Remix.run Logo
quotemstr 5 hours ago

I've never understood the fascination some people have with mmap. Memory-mapped file IO is just a RAM cache combined with a hidden system call (a page fault) to fill the cache. You can do the same thing yourself by using O_DIRECT to fill regular anonymous memory. If you're feeling social, you can fill a mapped and shared memfd.

You can seal memfds too, which means that the "read-only" mode is easy to implement: just map your memfd for write, apply F_SEAL_FUTURE_WRITE, and share the memfd to anyone you want to have read-only access.

By doing your own O_DIRECT IO instead of relying on the kernel's defaults, you get a lot more control. You choose how much readahead to do; you choose your read-cluster size. You choose your cache eviction strategy. You choose when to write back.

BTW: O_DIRECT can also be done asynchronously using aio or io_uring. There's no such thing as an asynchronous page fault. And IO errors? Would you rather deal with EIO or SIGBUS?

Why would you want the kernel to do these things for you? It'll do a worse job: it has less information than you do and has to use blunt heuristics that work sort-of-good-enough for the whole world, not just your program.

And it's not any faster either. O_DIRECT is DMA. A page cache fill is also DMA. It's the same operation, spelled differently.

wmanley 4 hours ago | parent | next [-]

I use mmap with my SQLite database[1] because I have many concurrent SQLite connections (one per concurrent HTTP request) and I don't want each connection to have its own 2MB cache[2]. It's better that all the connections simply share the page cache.

[1]: https://sqlite.org/pragma.html#pragma_mmap_size

[2]: https://sqlite.org/pragma.html#pragma_cache_size

teravor 4 hours ago | parent | prev | next [-]

with mmap you also don't have to worry about committing too much system memory, if another application needs it it will start evicting your cache.

quotemstr 4 hours ago | parent [-]

You're right about that.

Linux needs a way for userspace processes to participate in the kernel's shrinker system for reclaiming memory under pressure. Watching memory PSI is too coarse. MADV_FREE is too complicated and indiscriminate. You could imagine a notification FD, but then you've just reinvented PSI. You could imagine a synchronous signal, but everyone hates signals and won't couple any new functionality to them.

Shrinker-BPF attached to a memfd perhaps? A BPF shrinker could not only choose which pages to evict in a non-stupid way, but could notify userspace in some sane manner (e.g. setting a bitmask somewhere) that it's done so.

(Zero-fill as "notification" is insane and doesn't actually work because zero is a perfectly valid value in a lot of contexts.)

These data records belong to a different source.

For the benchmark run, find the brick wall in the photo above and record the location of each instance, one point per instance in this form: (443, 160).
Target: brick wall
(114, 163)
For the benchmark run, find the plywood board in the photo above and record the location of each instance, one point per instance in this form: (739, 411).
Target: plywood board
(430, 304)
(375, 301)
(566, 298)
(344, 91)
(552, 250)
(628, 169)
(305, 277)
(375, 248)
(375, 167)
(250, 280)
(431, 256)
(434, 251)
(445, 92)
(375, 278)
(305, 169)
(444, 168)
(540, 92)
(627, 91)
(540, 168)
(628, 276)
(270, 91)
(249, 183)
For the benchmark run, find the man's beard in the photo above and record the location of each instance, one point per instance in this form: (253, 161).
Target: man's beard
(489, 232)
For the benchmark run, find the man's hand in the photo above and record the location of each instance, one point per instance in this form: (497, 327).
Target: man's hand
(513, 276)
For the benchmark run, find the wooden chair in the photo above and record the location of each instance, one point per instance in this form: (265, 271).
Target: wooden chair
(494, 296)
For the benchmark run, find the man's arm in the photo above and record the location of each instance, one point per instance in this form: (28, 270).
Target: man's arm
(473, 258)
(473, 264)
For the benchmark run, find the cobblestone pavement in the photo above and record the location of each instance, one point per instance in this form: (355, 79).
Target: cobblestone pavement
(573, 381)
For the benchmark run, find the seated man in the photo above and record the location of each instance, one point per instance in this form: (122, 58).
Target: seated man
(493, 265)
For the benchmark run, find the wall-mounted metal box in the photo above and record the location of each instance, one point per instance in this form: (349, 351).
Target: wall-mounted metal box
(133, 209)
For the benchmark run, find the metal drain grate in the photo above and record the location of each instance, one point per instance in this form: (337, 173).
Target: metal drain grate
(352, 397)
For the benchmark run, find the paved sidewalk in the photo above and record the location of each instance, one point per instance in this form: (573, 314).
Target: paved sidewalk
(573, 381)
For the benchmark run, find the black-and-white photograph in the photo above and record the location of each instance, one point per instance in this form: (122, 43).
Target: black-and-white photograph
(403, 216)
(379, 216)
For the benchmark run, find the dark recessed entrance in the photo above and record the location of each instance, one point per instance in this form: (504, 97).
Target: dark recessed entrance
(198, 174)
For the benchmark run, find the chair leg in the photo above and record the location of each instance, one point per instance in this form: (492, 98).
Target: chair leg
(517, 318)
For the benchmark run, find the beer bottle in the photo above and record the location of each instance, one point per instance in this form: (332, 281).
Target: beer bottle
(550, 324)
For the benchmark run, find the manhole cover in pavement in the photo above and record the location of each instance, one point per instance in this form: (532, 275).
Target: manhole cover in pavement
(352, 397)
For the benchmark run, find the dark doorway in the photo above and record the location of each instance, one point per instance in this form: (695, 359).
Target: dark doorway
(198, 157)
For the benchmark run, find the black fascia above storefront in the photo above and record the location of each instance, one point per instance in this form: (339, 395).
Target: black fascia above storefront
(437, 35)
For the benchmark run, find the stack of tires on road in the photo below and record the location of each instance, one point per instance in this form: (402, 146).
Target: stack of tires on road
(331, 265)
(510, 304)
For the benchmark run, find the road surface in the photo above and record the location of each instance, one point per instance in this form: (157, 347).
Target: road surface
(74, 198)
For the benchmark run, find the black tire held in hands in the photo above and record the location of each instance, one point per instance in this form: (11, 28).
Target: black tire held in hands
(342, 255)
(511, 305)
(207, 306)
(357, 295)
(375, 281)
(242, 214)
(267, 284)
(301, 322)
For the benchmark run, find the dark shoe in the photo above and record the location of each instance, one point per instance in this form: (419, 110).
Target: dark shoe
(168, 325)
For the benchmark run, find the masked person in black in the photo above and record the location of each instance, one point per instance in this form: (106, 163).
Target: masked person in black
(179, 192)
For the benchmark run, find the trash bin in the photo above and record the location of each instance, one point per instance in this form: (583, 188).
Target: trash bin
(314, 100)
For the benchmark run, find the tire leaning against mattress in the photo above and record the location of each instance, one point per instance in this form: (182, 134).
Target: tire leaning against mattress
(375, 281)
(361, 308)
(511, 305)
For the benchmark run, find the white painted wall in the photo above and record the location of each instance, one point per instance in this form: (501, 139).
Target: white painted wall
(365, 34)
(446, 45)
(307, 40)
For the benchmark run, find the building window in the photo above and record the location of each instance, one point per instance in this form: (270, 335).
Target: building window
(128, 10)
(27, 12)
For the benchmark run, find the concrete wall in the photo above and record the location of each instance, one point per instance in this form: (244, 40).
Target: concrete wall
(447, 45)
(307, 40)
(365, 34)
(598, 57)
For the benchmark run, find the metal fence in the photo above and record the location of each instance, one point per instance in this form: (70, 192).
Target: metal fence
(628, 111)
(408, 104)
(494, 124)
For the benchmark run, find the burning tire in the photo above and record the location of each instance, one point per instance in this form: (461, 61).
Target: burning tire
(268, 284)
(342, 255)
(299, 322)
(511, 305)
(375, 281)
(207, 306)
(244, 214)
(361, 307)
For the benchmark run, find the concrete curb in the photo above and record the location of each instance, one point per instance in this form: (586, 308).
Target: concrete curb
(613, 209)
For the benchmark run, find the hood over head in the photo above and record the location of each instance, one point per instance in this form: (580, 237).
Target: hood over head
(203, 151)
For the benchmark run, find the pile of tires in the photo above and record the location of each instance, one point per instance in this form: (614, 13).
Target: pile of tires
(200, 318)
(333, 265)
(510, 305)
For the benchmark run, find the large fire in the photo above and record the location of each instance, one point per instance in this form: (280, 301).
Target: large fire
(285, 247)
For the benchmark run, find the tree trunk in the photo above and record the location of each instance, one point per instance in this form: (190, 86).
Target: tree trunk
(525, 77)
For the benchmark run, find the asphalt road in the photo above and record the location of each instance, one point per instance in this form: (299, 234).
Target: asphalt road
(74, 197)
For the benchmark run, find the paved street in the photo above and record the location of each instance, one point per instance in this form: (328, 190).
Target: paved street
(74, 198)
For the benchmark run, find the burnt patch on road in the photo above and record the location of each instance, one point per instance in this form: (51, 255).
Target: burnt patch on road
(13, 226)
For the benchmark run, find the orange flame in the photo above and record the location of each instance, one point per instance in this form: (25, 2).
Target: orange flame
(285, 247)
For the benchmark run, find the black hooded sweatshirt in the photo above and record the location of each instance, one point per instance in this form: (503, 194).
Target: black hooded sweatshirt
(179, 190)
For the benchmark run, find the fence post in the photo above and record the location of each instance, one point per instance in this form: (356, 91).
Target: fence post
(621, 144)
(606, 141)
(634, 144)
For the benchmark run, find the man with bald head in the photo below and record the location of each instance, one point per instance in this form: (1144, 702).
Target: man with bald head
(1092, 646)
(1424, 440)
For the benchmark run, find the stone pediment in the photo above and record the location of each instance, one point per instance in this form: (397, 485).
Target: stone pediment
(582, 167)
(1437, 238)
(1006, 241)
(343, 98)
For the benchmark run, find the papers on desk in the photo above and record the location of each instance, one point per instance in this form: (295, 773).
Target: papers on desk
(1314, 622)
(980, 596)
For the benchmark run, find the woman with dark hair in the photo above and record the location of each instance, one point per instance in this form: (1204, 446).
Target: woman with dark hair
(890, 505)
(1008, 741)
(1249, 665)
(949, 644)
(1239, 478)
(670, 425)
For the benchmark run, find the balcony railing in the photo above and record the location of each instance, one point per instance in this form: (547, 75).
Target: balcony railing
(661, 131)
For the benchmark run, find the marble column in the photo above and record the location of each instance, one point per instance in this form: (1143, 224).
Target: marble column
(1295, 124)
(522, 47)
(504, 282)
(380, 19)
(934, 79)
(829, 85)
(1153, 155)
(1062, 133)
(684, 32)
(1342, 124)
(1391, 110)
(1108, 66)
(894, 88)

bagxrvxpepzn 5 hours ago | parent | prev | next [-]

> I've never understood the fascination some people have with mmap.

Uncommonly used system calls give user-space programmers the sensation of learning something.

> Why would you want the kernel to do these things for you? It'll do a worse job: it has less information than you do and has to use blunt heuristics that work sort-of-good-enough for the whole world, not just your program.

Yes, you're opting into non-determinism you don't control. When resources get constrained and everything can't be in memory and someone asks you why the database sucks, all you'll be able to do is shrug. Anyone who builds critical systems would never rely on the kernel making decisions like this. Don't use LMDB for anything that matters.

jnwatson 3 hours ago | parent [-]

You're already depending on the OS for many other things. Depending on it for page caching is just one more thing.

bagxrvxpepzn 3 hours ago | parent [-]

This level of reasoning is insufficient when building reliable systems. The consequences of depending on the OS for page caching are different than the consequences of depending on it for device drivers, file systems, or scheduling.

ok123456 5 hours ago | parent | prev [-]

The OS handles all of that transparently, without requiring any additional code. I think that is the draw.

quotemstr 5 hours ago | parent [-]

And that's adequate for casual programs. LMDB is big and serious enough to warrant the extra complexity (which, to be fair, is significant) of userspace buffer management. LMDB does the work once and all users benefit.